= William S. Ballenger Sr. =

Co-founder of Buick Motor Company

William S. Ballenger Sr. (December 5, 1866 1951) was one of the five men who organized and owned the Buick Motor Company, bringing it to Flint, Michigan, in 1905. He was elected secretary and treasurer of Buick until 1908, when the firm was purchased by General Motors.

== Biography ==
Born in Cambridge City, Indiana, Ballenger went to Flint in 1888 to become a stenographer and bookkeeper for the Flint Wagon Works. This company was subsequently absorbed by the Little Motor Car Company and Ballenger became secretary and treasurer of Little. When Little sold its assets to Chevrolet in 1913, Ballenger became the treasurer of Chevrolet, a position he kept until his retirement in 1926.

Ballenger was a member of the Flint Board of Education for six years and made bequests to Flint Junior College, later renamed Mott Community College. The main athletic facility on campus, the William S. Ballenger Field house, was named in his honour. The Ballenger Eminent Persons Lecture Series, a forum, was endowed by Ballenger for the college.

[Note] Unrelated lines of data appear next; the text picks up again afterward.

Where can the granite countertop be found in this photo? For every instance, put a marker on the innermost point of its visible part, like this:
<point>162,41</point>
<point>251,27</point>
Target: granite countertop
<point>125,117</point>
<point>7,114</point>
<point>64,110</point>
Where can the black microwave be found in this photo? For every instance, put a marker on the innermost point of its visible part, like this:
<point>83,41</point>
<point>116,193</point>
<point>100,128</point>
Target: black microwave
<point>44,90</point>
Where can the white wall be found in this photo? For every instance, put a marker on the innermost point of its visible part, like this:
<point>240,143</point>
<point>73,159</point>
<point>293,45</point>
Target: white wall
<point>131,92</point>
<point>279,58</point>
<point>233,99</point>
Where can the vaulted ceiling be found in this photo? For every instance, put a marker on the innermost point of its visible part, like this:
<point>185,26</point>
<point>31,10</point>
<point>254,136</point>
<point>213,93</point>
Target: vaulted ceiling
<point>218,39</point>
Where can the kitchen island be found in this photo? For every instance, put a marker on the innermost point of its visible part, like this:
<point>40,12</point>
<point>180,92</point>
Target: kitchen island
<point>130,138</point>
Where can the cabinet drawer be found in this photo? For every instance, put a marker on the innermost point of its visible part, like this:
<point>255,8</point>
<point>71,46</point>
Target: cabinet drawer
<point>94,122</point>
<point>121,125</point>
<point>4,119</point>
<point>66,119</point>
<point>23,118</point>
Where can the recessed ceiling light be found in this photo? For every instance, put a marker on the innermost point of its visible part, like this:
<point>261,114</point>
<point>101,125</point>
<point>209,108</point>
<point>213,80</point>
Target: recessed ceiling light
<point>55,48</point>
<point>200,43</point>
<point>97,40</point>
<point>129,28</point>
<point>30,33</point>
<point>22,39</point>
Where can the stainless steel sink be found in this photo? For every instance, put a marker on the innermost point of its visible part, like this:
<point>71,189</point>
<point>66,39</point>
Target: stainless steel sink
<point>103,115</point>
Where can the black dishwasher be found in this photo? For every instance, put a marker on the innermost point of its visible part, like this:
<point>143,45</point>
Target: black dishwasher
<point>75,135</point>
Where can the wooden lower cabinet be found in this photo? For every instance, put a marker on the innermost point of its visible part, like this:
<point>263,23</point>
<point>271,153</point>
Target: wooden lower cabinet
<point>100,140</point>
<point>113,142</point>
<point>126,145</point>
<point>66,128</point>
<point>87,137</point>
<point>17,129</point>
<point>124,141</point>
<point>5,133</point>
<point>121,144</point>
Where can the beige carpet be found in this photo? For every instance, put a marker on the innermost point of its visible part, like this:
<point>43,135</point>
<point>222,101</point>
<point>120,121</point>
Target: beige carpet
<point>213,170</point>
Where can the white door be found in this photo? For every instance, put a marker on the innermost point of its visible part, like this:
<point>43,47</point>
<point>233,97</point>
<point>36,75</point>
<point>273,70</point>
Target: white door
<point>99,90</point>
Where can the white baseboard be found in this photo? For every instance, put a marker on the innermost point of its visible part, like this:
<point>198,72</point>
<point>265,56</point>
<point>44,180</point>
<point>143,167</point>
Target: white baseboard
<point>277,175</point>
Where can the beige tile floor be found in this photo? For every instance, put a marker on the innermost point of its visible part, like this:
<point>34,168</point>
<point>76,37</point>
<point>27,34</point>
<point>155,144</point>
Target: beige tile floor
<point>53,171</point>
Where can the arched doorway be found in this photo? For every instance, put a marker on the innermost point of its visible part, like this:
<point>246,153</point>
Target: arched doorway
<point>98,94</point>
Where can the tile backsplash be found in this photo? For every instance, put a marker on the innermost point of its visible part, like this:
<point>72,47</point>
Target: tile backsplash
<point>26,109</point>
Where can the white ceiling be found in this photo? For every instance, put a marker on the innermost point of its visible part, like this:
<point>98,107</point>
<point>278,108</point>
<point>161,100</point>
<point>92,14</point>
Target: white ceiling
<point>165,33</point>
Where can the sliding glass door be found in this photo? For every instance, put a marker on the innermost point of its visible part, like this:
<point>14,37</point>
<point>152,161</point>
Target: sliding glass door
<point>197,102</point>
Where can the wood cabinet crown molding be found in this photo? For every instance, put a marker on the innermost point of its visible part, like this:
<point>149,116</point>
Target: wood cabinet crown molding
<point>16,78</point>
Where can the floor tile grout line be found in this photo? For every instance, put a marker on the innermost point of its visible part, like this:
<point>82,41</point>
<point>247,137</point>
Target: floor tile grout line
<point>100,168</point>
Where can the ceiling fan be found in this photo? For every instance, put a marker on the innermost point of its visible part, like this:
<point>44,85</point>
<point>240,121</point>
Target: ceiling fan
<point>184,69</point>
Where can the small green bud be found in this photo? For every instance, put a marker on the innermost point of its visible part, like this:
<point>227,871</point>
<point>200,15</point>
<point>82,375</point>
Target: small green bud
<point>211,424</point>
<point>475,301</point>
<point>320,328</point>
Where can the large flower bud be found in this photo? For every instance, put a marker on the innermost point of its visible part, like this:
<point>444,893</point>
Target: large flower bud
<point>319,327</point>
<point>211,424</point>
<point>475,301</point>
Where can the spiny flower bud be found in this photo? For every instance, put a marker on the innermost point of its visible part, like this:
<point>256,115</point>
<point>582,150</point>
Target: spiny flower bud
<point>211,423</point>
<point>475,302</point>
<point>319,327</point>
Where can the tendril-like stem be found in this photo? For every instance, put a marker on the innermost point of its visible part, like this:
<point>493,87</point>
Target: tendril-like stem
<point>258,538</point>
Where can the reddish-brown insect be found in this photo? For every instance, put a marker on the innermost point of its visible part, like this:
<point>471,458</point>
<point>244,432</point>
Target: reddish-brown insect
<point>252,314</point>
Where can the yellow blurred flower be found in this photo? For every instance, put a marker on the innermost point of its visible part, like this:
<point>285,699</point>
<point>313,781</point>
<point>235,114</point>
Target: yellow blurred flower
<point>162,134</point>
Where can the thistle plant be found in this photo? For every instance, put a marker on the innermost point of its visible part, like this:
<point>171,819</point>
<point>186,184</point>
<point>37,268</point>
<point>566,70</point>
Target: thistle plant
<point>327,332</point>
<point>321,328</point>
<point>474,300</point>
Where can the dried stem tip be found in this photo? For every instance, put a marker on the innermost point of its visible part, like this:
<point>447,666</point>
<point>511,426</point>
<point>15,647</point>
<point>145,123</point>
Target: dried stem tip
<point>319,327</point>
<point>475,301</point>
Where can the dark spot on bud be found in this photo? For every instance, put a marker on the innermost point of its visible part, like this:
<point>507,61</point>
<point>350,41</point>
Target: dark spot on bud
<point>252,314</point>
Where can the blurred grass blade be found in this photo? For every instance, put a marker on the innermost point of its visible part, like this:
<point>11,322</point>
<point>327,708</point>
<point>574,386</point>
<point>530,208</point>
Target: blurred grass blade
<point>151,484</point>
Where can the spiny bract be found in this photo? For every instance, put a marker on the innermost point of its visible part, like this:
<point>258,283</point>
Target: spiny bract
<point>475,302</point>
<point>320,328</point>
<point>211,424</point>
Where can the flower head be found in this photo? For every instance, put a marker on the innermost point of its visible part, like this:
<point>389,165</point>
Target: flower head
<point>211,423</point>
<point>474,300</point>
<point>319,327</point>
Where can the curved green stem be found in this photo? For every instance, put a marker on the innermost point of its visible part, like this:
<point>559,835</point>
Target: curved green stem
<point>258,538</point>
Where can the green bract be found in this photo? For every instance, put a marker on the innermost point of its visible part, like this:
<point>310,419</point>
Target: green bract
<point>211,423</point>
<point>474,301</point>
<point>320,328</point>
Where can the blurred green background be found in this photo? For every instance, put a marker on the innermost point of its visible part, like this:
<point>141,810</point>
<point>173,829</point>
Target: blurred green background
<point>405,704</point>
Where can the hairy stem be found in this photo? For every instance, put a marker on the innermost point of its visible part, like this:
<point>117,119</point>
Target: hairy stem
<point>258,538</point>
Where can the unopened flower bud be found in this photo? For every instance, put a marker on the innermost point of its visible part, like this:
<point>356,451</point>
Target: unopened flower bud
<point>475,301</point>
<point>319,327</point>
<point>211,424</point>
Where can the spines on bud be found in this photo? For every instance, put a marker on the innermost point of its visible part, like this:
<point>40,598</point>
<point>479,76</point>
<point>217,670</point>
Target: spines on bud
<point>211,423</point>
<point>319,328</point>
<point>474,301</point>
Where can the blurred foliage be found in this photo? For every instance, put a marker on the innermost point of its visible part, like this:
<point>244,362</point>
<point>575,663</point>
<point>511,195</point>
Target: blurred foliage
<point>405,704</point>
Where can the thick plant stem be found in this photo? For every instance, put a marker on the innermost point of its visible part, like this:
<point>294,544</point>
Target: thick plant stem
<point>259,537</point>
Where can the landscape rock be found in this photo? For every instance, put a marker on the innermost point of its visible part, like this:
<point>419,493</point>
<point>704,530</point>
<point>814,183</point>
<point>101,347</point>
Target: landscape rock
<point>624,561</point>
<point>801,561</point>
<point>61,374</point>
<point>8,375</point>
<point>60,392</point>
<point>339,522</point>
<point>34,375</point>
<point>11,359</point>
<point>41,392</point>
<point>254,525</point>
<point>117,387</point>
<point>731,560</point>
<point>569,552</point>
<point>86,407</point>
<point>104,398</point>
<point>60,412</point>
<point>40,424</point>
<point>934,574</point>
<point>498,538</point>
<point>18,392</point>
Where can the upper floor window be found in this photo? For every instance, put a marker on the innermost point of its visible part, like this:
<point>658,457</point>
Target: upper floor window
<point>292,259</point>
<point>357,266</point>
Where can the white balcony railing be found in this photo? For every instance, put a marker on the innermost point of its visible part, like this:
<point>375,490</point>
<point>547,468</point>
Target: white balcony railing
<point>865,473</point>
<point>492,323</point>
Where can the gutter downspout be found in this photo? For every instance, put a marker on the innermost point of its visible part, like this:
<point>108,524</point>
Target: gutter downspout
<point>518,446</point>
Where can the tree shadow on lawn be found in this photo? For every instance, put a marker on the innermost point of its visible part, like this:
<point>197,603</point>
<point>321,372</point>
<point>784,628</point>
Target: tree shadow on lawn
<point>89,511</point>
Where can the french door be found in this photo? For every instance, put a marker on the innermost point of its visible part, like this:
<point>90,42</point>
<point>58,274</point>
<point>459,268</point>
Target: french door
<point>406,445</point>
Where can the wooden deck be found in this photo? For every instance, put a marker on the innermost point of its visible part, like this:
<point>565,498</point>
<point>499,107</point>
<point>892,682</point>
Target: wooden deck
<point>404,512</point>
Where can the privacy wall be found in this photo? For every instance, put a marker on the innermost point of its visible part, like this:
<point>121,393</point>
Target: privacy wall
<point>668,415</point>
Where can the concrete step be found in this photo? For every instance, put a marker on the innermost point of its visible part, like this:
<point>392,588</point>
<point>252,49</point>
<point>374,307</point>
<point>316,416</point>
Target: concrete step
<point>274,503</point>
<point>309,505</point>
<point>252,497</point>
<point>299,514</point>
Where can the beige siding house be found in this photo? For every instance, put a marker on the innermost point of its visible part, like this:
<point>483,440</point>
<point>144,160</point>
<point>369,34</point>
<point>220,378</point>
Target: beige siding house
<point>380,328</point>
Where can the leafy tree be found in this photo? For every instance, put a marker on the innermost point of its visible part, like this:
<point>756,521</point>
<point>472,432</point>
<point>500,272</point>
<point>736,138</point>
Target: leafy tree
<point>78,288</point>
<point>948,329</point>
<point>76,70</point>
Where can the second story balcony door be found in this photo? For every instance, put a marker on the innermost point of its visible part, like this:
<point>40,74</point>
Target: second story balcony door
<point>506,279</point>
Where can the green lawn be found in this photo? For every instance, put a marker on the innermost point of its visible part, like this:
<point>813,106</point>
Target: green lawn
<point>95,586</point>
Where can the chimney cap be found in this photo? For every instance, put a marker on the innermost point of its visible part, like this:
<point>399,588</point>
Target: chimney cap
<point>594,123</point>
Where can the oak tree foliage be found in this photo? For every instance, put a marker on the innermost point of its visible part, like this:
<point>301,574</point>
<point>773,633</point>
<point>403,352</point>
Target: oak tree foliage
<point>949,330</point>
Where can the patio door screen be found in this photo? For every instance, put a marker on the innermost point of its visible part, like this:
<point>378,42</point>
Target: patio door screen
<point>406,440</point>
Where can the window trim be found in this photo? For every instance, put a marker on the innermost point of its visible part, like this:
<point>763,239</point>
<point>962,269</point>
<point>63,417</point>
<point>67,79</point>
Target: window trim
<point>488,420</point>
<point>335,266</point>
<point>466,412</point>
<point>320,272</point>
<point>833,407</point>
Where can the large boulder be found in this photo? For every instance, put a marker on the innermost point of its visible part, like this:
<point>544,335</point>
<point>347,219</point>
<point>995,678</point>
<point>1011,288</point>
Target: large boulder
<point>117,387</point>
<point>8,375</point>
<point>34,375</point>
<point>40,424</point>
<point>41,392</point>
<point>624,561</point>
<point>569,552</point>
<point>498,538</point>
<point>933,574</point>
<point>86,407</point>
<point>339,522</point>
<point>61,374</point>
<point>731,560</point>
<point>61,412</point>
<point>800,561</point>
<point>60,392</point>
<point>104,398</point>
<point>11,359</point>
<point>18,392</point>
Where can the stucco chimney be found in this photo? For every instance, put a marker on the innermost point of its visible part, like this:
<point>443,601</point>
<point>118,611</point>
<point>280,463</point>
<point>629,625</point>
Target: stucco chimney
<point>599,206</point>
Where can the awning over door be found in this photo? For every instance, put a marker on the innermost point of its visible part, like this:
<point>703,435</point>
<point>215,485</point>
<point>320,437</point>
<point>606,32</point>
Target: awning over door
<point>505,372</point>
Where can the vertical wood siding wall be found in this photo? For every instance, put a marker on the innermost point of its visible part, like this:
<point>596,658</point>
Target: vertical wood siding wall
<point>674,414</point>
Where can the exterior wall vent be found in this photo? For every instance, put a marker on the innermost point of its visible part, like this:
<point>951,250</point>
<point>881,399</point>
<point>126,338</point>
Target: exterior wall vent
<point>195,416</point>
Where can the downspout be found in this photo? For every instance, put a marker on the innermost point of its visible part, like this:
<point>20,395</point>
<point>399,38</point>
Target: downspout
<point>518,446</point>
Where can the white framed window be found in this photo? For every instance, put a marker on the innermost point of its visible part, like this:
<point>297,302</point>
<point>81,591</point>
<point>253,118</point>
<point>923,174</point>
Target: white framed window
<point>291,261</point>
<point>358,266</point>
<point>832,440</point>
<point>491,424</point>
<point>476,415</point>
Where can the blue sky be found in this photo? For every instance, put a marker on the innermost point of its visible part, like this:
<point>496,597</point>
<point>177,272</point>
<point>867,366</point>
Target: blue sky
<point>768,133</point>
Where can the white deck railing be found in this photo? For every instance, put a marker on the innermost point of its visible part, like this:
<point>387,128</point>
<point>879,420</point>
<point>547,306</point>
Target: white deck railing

Ballenger established two privately owned parks within the city of Flint, Memorial Park and Ballenger Park. Ballenger Highway is named after him because he was the principal benefactor of a major hospital, now part of the McLaren Health Care Corporation. He was also chairman of the board of directors of Citizens Commercial & Savings Bank (now part of FirstMerit Corporation). A year before he died in 1951, Ballenger was named president of the Flint Public Trust.